The updated Ontario sexual health curriculum will introduce topics like gender identity and sexual orientation at earlier ages — but not everyone is happy with the proposed changes.
Liz Sandals, the provincial minister of education, announced the changes at Queen’s Park in Toronto on Feb 23. “We believe that as a province we have a responsibility to give kids the information that is developmentally appropriate,” she said.
The curriculum, which had not been revised since 1998, has been updated to reflect changes to Canadian and Ontario law, including the legalization of same-sex marriage and the inclusion of gender identity and expression in the Ontario Human Rights Code.
Ontario students in all four publicly-funded school systems will now learn the correct terminology for body parts, including gentialia, in Grade 1. In Grade 3, students will be expected to explain why differences like gender identity and sexual orientation make people unique, and in Grade 6 they will discuss the effects of stereotypes relating to homophobia and assumed gender roles, among other issues. And in Grade 8, gender identity and expression — including two-spirit, transgender and intersex — and sexual orientation will be explored in how they can relate to building a more positive self-image.
The updated curriculum will also cover online bullying, consent and safe sex.
Parents, along with students and other community stakeholders, were consulted about the updates, according to Sandals.
But at a protest in front of Queen’s Park on Feb 24, demonstrators loudly decried the new curriculum, angry that what they feel is explicit curriculum content being introduced to children at a young age.

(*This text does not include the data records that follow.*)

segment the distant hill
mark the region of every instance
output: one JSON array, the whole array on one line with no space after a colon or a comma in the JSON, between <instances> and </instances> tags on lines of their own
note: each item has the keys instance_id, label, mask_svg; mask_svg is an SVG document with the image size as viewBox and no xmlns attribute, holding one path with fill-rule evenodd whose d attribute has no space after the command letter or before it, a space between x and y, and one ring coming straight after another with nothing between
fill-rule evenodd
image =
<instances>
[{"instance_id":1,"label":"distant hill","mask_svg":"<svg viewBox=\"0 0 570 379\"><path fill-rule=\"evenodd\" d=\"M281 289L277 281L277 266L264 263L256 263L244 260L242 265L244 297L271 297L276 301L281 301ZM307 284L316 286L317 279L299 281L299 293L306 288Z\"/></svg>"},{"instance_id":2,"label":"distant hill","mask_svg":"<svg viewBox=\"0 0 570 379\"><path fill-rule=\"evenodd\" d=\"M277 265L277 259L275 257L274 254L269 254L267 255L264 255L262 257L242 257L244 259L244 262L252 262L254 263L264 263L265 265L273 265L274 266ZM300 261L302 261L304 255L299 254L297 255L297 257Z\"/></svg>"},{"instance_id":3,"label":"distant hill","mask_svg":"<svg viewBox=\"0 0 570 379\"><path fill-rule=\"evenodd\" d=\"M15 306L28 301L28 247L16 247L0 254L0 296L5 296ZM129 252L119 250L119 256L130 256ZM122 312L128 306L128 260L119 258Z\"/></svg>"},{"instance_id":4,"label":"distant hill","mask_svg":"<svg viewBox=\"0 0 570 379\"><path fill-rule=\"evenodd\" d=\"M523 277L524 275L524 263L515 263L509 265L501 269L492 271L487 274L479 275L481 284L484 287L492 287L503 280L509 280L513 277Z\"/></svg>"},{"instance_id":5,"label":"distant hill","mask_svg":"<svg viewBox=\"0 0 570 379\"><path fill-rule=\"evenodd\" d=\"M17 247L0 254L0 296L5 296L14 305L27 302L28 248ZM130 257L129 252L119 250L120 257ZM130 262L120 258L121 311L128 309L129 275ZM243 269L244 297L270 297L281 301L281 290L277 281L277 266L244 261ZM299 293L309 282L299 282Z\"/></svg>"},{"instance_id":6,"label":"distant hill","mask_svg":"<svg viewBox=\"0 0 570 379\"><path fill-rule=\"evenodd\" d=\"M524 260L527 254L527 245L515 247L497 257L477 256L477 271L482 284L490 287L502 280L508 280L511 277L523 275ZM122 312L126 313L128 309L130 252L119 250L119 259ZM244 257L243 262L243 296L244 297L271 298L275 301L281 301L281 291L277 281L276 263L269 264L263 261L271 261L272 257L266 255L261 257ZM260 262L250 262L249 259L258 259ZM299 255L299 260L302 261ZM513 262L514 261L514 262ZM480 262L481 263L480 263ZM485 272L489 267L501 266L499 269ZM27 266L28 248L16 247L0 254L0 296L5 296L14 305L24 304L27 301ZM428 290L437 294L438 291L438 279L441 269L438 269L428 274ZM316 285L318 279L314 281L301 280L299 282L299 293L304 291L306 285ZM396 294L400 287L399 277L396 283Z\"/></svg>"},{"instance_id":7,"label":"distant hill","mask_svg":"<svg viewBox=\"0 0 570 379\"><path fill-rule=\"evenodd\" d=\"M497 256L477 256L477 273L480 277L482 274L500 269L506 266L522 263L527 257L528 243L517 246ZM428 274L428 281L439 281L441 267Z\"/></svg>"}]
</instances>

Several protesters who spoke to Daily Xtra said that they felt parents had not been consulted enough and that parents should be solely responsible for teaching their own children about sex.
Monte McNaughton, the Conservative MPP for Lambton-Kent-Middlesex, briefly joined the protesters and spoke with reporters.
He said the turnout of about 300 protesters showed that parents felt left out of the consultation process. “The consultation process was a farce,” he said, adding that he believes parents were cut out.
When asked what specifically he opposed in the updated curriculum he said that parents are concerned what their children will be taught starting in Grade 1.
A small group of counter-protesters demonstrated in support of the new curriculum, including NDP MPP Cheri DiNovo. “In my faith tradition and in all the faith traditions I am aware of, sexuality is a gift from God,” she said. “It is about time we taught our children what that gift is about and of course, the dangers as well.”
However, DiNovo also said that she believed that the new curriculum could have been more progressive. Some sex educators have called for a focus on sexuality as a “natural and wonderful part of human experience,” she noted.
Isabel Carlin, a sexual health educator, told Daily Xtra on Feb 23 said that she is happy that the new curriculum is moving to a more holistic view of sexual activity.
“It’s really not as radical as the opponents of the curriculum are talking about,” she says. “It’s basically telling students what they are going to find out eventually anyway, in a safer, regulated environment.”
However, Carlin points out that some children will have parents in same-sex relationships or even have same-sex crushes earlier than the third grade. The curriculum could go further by introducing the concepts earlier and by using less heteronormative language, she says.
The new curriculum will be introduced in Ontario schools in September. Sandals says that any parent who objects to the curriculum can withdraw their child from that particular lesson.